At the start of this piece, I mentioned the £40bn of tax rises. Normally I would be shouting about the negative impact of taxes on people, but in this instance, these tax rises have been targeted on businesses, and the highest earners. This should mean that (in most cases) people impacted by GBS, CIDP, MMN and other conditions will be largely protected.

The impact of these tax rises will however be felt by businesses, including charities. The lion’s share of the tax rises (£25bn) will come through National Insurance paid by employers. The rate is rising from 13.8% to 15%. However, the threshold when the employer pays for each individual is falling from £9,100 to £5,000. This is a big and potentially costly change, particularly for those employing lots of people. There is some protection for smaller organisations, with NI liability (the amount you don’t pay on) rising from £5,000 to £10,500. This means that GAIN probably won’t be impacted, but that it may mean that we think twice about employing more staff.

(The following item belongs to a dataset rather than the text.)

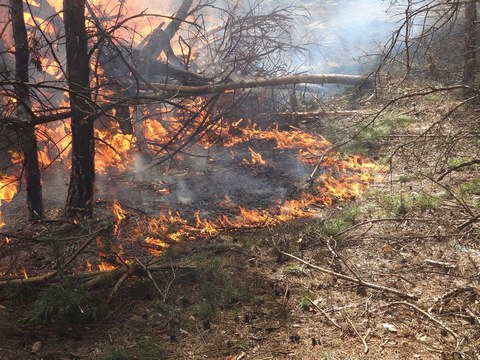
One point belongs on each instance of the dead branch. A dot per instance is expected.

The community sector will not be happy about these changes (particularly larger charities) and there is also lots of talk about increases in minimum wages, and the impact on budgets. For us, it will make us consider recruitment carefully, but we believe paying people appropriately is essential, and part of ensuring our staffing models are sustainable. The rest of the sector will be more worried if they employ lots of people and are concerned about their funding models.

The community sector has welcomed more funding into local government, but for GAIN, we don’t hold local contracts, and demand for our services is likely to continue to increase. Therefore, this is fairly immaterial to us. Hopefully though, it will mean better social care and community support for people impacted by GBS, CIDP, MMN, and other conditions. We would have liked to have seen more support for the community sector, but maybe this will come with the new Covenant in the future.

So to cut a long story short (I know, too late!) a reasonably good budget for people, a budget that will not upset the markets too much, a budget that will cause some businesses to consider employment more closely, a budget that will cause larger charities some concern, and a budget that does not overly impact GAIN. With that ‘£22bn black hole’ hovering over us all, it could have been a lot worse for people.